Finette, qui était heureusement retournée avec ses sœurs, apprit bientôt la mort de Riche-Cautèle ; et, peu de temps après, on annonça aux trois princesses le retour du roi leur père. Ce prince vint, avec empressement, dans leur tour, et son premier soin fut de demander à voir les quenouilles de verre. Nonchalante alla quérir la quenouille de Finette et la montra au roi ; puis, ayant fait une profonde révérence, elle reporta la quenouille où elle l’avait prise. Babillarde fit le même manège ; et Finette, à son tour, apporta sa quenouille ; mais le roi, qui était soupçonneux, voulut voir les trois quenouilles à la fois. Il n’y eut que Finette qui pût montrer la sienne ; et le roi entra dans une telle fureur contre ses deux filles aînées, qu’il les envoya, à l’heure même, à la fée qui lui avait donné les quenouilles, en la priant de les garder toute leur vie auprès d’elle, et de les punir comme elles le méritaient.

Le bon naturel de Finette lui fit ressentir une douleur bien vive du destin de ses sœurs, et, au milieu de ses chagrins, elle apprit que le prince Bel-à-voir l’avait fait demander en mariage au roi son père, qui l’avait accordée sans l’en avertir ; car, dès ce temps-là, l’inclination des parties était la moindre chose que l’on considérait dans les mariages. Finette trembla à cette nouvelle ; elle craignait, avec raison, que la haine que Riche-Cautèle avait pour elle n’eût passé dans le cœur d’un frère dont il était si chéri ; et elle appréhenda que ce jeune prince ne voulût l’épouser pour la sacrifier à son frère. Pleine de cette inquiétude, la princesse alla consulter la sage fée qui l’estimait autant qu’elle avait méprisé Nonchalante et Babillarde.

La fée ne voulut rien révéler à Finette ; elle lui dit seulement : « Princesse, vous êtes sage et prudente : vous n’avez pris jusqu’ici des mesures si justes, pour votre conduite, qu’en vous mettant toujours dans l’esprit que défiance est mère de sûreté.
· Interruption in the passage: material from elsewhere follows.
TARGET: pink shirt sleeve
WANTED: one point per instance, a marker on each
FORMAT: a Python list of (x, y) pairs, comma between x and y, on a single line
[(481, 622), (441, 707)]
Continuez de vous souvenir vivement de l’importance de cette maxime, et vous parviendrez à être heureuse sans le secours de mon art. » Finette, n’ayant pu tirer d’autre éclaircissement de la fée, s’en retourna au palais dans une extrême agitation.
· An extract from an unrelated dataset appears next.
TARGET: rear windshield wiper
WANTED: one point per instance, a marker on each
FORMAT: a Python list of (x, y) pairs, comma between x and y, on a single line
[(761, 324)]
Quelques jours après, cette princesse fut épousée par un ambassadeur, au nom du prince Bel-à-voir ; et on l’emmena trouver son époux, dans un équipage magnifique.
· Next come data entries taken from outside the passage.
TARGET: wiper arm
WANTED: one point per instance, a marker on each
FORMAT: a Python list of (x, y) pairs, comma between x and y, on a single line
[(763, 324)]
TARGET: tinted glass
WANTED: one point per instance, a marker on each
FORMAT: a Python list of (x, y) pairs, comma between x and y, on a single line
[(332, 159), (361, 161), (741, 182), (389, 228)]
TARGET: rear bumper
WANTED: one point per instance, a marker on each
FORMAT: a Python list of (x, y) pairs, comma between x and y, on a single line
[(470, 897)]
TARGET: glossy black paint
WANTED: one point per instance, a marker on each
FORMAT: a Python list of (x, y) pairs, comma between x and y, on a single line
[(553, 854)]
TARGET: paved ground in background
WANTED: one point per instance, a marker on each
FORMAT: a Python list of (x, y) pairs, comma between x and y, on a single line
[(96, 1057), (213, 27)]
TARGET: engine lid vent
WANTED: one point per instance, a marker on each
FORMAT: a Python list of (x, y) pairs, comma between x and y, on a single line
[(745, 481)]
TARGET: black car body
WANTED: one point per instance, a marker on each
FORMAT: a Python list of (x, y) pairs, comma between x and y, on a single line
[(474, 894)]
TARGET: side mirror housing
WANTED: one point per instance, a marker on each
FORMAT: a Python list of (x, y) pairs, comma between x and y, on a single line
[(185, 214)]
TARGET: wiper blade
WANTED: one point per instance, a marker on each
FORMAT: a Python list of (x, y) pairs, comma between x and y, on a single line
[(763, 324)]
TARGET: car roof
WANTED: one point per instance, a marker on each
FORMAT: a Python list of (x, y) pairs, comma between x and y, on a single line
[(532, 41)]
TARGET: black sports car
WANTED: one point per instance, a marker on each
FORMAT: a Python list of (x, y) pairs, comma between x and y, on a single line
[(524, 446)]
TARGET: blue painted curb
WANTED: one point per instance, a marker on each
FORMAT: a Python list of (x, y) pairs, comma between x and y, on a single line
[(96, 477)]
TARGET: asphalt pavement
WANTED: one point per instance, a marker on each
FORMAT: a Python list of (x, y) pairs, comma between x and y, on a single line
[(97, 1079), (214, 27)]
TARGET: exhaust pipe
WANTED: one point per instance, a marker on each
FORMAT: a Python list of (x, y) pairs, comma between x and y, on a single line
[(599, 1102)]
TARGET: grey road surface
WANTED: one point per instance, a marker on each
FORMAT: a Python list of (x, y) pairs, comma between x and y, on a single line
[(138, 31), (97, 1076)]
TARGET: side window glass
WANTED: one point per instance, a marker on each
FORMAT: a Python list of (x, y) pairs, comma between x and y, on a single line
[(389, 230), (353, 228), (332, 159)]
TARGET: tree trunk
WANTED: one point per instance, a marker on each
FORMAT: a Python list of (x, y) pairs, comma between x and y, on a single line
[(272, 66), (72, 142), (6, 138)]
Quand Bel-à-voir la vit, il fut frappé de ses charmes ; il lui en fit compliment, mais d’une manière si confuse, que les deux cours, qui savaient combien ce prince était spirituel et galant, crurent qu’il en était si vivement touché, qu’à force d’être amoureux il perdait sa présence d’esprit. Toute la ville retentissait de cris de joie, et l’on n’entendait, de tous côtés, que des concerts et des feux d’artifice. Enfin, après un souper magnifique, on songea à mener les deux époux dans leur appartement.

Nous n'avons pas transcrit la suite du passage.